As a service to first time attendees or potential attendees of WV Writers Summer Conference, this document is being provided as a guide to planning your conference experience. There are answers to frequently asked questions below...

  • If you plan to stay overnight, be sure to fill out the separate Cedar Lakes form, as well. You'll also need to fill it out if you plan to eat meals there, which we recommend, because it's hard to get out to a restaurant and back without missing a workshop or two.
  • On the weekend of the conference, please stop at the Cedar Lakes office when you first enter the grounds. The office is the first building on your right as you enter. You'll get your meal tickets (more like a typed sheet of paper) and your room keys. DO NOT LOSE YOUR MEAL TICKET.

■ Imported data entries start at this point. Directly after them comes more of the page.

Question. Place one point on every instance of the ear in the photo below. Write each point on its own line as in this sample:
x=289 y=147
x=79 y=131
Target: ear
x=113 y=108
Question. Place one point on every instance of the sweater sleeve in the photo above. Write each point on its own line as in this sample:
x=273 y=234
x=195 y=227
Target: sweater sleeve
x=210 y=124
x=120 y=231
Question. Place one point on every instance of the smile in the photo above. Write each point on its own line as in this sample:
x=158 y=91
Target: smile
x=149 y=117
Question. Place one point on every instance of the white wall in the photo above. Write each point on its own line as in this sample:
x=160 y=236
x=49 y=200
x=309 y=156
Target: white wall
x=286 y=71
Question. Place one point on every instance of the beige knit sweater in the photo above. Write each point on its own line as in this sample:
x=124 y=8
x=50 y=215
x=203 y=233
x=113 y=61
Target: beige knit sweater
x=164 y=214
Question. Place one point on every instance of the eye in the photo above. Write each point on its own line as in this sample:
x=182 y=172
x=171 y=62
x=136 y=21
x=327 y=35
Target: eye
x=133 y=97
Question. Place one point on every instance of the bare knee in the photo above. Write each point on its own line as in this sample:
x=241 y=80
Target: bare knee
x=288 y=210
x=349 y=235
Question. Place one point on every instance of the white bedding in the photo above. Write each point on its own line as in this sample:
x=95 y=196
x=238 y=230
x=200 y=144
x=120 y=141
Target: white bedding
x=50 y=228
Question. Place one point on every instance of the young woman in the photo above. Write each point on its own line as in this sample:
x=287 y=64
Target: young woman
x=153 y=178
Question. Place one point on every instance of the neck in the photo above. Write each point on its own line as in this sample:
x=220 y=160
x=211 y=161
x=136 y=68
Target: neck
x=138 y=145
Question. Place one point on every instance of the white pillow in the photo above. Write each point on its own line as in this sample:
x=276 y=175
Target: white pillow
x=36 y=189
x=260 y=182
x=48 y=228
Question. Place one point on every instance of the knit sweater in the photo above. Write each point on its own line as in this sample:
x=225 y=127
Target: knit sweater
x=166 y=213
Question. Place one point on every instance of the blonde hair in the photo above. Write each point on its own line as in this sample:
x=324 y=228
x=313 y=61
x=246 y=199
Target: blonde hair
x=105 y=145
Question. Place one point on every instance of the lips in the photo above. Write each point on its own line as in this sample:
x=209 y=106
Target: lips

  • Ask the Cedar Lakes staff to point out Jackson Hall to you, which will serve as our main assembly hall (due to the normal assembly hall being under renovations.)  They'll give you a map, too, but you can just barely see Jackson building from the office. Come there next and check in or register for the conference itself. If you have pre-registered and prepaid in full, there is usually a "quick line" you can jump to and simply check your name off the list, grab your name tag and goody bag, and head to step three. If you still need to register, that's fine too. We accept cash, checks, and can now accept credit cards via Square Up at the registration desk or bookstore.  (Cedar Lakes can accept credit cards for room and meals).
  • Stop by the reception table for a cold (or hot) drink and a snack.
  • For 2021, the the Writer's Wall competition will be held in Dining Hall Area 2, just off the main dining hall.  For the Writer's Wall, participants can bring in a one page piece of poetry and/or prose to anonymously post to the wall (which means, naturally, that your name must not appear on it). There will be a sign up book and an intern to help with the process, assigning each entry a number which conference attendees will be able to vote for using the ballot slip in their goodie bags. The winners will be announced at the Awards Banquet on Saturday night.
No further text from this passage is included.